I'm performing queries in a server with Open Source Routing Machine (OSRM) deployed. I send a set of coordinates and obtain a n x n matrix of network distances over a streets network.
In order to improve the speed of the computations, I want to use "ThreadPoolExecutor" to parallelize queries.
So far, I'm setting the connection in two ways, both giving me the same error:
def osrm_query(url_input):
'Send request'
response = requests.get(url_input)
r = response.json()
return r
def osrm_query_2(url_input):
'Send request'
s = requests.Session()
retries = Retry(total=3,
backoff_factor=0.1,
status_forcelist=[ 500, 502, 503, 504 ])
s.mount('https://', HTTPAdapter(max_retries=retries))
response = s.get(url_input)
r = response.json()
return r
I generate the set of URLs (in the _urls list) that I want to send as requests and parallelize this way:
with ThreadPoolExecutor(max_workers=5) as executor:
for each in executor.map(osrm_query_2, _urls):
r.append(each)
So far, all works ok, but then, when parsing more than 40,000 URLs, I get this error back:
OSError: [WinError 10048] Only one usage of each socket address (protocol/networ
k address/port) is normally permitted
As far as I understand, the problem is that I send too many request from my machine, exhausting the number of ports available to send the request (it looks that this has nothing to do with the machine I'm sending the request to).
How can I fix this? There is a way to tell the treadPoolExecutor to re-use the connections?
I was guided in the right direction by someone outside Stack Overflow.

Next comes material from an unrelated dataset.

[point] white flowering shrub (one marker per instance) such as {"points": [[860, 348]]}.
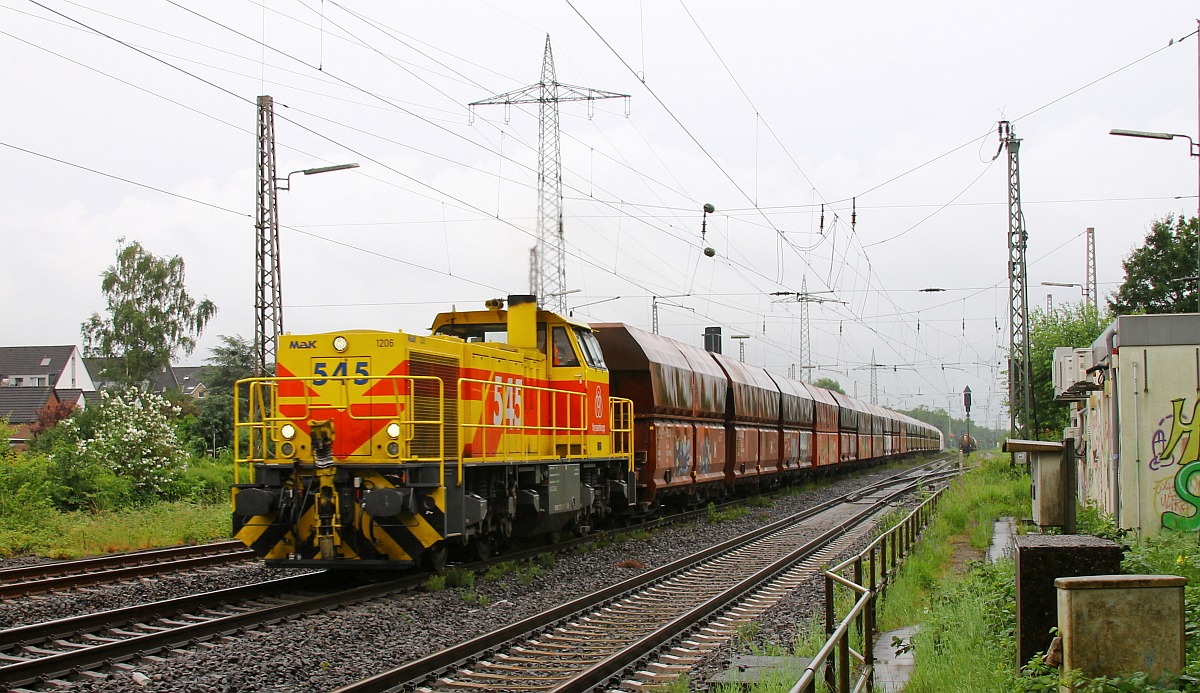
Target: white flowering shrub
{"points": [[131, 435]]}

The trick was to point the workers of the pool to a request Session. The function to send the queries was re-worked as follows:
def osrm_query(url_input, session):
'Send request'
response = session.get(url_input)
r = response.json()
return r
And the parallelization would be:
with ThreadPoolExecutor(max_workers=50) as executor:
with requests.Session() as s:
for each in executor.map(osrm_query, _urls, repeat(s)):
r.append(each)
This way I reduced the time of execution from 100 minutes (not parallelized) to 7 minutes with 50 workers as the max_workers argument, for 200,000 urls.